The purpose of the anthology, as described in the editors' note, is to increase "American access to world literature in translation". The editors wrote:

This book was born in conscientious objection to the use of 'axis of evil' rhetoric and to the OFAC's apparent fear of 'free trade' in ideas and literature [...]. Our intention has never been to present a naive apology for tyrannical regimes nor to recommend any particular political solution to the problems they present both internationally and for their own people [...]. Rather, we aim simply to stimulate international conversation through literature, with all its complexity and nuanced insights into the ideas, beliefs, daily lives and articles of reference of people in other cultures, who are thinking and writing in languages other than English.

The editors selected works, all published in the second half of the 20th or early 21st century, by authors living in, or originating from, Iran, Iraq, North Korea, Syria, Libya, Sudan and Cuba. A brief overview of the contemporary literature of each country is provided, to set the writings in their specific national context.
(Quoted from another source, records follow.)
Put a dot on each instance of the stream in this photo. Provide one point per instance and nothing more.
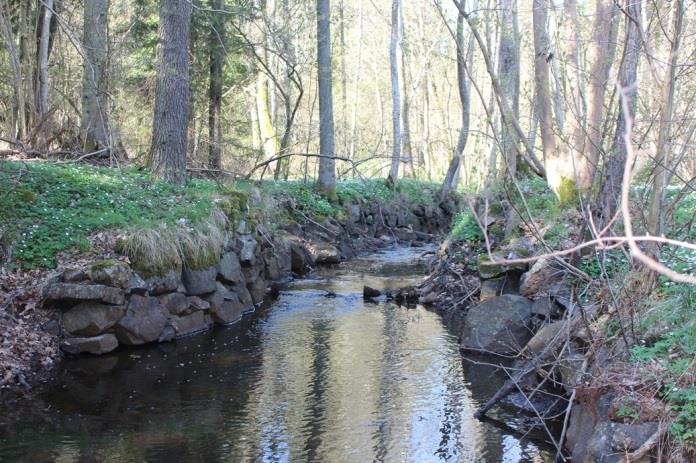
(305, 378)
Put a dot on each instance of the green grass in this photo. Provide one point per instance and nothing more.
(675, 352)
(49, 208)
(46, 208)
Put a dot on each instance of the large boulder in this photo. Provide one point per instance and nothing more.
(324, 253)
(144, 321)
(592, 437)
(257, 289)
(500, 325)
(230, 270)
(246, 245)
(162, 284)
(111, 273)
(74, 292)
(301, 260)
(493, 268)
(175, 303)
(97, 345)
(190, 324)
(136, 285)
(543, 337)
(92, 318)
(196, 304)
(74, 275)
(199, 282)
(225, 306)
(541, 277)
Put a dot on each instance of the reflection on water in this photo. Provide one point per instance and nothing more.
(307, 378)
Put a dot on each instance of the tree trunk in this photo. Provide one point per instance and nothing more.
(95, 102)
(396, 94)
(509, 75)
(172, 103)
(406, 147)
(326, 182)
(216, 44)
(628, 79)
(356, 80)
(269, 141)
(464, 63)
(41, 104)
(664, 144)
(19, 128)
(602, 53)
(542, 97)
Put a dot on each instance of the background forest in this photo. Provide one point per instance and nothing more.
(254, 95)
(570, 121)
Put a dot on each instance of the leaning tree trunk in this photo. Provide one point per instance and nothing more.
(610, 191)
(326, 182)
(464, 63)
(95, 120)
(216, 44)
(172, 103)
(396, 94)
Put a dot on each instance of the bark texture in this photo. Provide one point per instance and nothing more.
(628, 78)
(95, 103)
(327, 164)
(216, 43)
(172, 102)
(465, 55)
(396, 92)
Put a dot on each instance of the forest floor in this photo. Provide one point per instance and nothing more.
(55, 216)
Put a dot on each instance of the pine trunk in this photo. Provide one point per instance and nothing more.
(172, 102)
(326, 182)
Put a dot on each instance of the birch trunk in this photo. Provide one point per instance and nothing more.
(465, 57)
(396, 94)
(95, 102)
(628, 79)
(216, 44)
(664, 145)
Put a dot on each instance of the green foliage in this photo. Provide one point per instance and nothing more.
(54, 208)
(675, 350)
(465, 228)
(305, 196)
(369, 191)
(613, 262)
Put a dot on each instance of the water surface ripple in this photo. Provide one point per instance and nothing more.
(306, 378)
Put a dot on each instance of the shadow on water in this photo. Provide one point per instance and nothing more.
(305, 378)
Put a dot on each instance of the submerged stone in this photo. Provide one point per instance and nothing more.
(92, 318)
(73, 292)
(499, 325)
(98, 345)
(144, 321)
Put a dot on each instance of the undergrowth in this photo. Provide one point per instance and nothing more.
(48, 208)
(670, 328)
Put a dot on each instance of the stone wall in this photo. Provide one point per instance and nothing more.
(108, 304)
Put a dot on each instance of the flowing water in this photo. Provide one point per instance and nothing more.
(305, 378)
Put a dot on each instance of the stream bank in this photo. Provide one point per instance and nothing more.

==Writers and works included==
- Iran
  - Houshang Moradi-Kermani: "The Vice-Principal" (short story, 1979)
  - Tirdad Zolghadr: excerpt from the novella A Little Less Conversation (2006) (Note: This is the only work originally written in English.)
  - Ahmad Shamlou: "Existence" (poem, 1957)
- Iraq
  - Salah Al-Hamdani: "Baghdad My Beloved" (poem, 2003)
  - Sherko Fatah: excerpt from the novel At the Borderline (2001)
  - Muhsin Al-Ramli: excerpt from the novel Scattered Crumbs (late 1990s)
  - Saadi Youssef: "Five Crosses" (poem, 1961)
  - Fadhil Al-Azzawi: "Hameed Nylon", first chapter of the novel The Last of the Angels (1992)
- North Korea
  - Kang Kwi-mi: "A Tale of Music" (short story, 2003)
  - Hong Seok-jung: excerpt from the novel Hwangjini (2002)
  - Lim Hwa-won: "The Fifth Photograph" (short story, 2001)
  - Byungu Chon: "Falling Persimmons" (poem, 1992)
- Syria
  - Hanna Mina: "On the Sacks" (short story, 1976)
  - Salim Barakat: excerpt from the novel Jurists of Darkness (1985)
- Libya
  - Khamel al-Maghur: "The Soldiers' Plumes", excerpt from the memoir Stations (late 1990s or early 2000s)
  - Ashur Etwebi: "The Place Will Fit Everything" (poem)
- Sudan
  - Tarek Eltayeb: "Coffee and Water" (poem, 1999)
  - Tarek Eltayeb: "The Sweetest Tea with the Most Beautiful Woman in the World" (short story, 1993)
- Cuba
  - Anna Lidía Vega Serova: "Project for a Commemorative Mural (Mixed Media)" (poem, 2001)
  - Francisco García Gonzáles: "Women of the Federation" (short story, 2003)
  - Raúl Rivero: "I Don't Want Anyone Coming Around to Save Me" (poem, 2002)

==Critical reviews==

Chandrahas Choudhury of The Indian Express also provided a positive review:

In a world where groups, nations, and – we are sometimes told, and are tempted to believe – even entire religions are locked in irresoluble conflict, it is sometimes easier to dissolve our sense of the individual and place instead a collective stamp over peoples and territories. Literature from the "Axis of Evil" seeks to combat this tendency in a way that only literature, which privileges individual experience and presents specific yet sharable human dilemmas, can.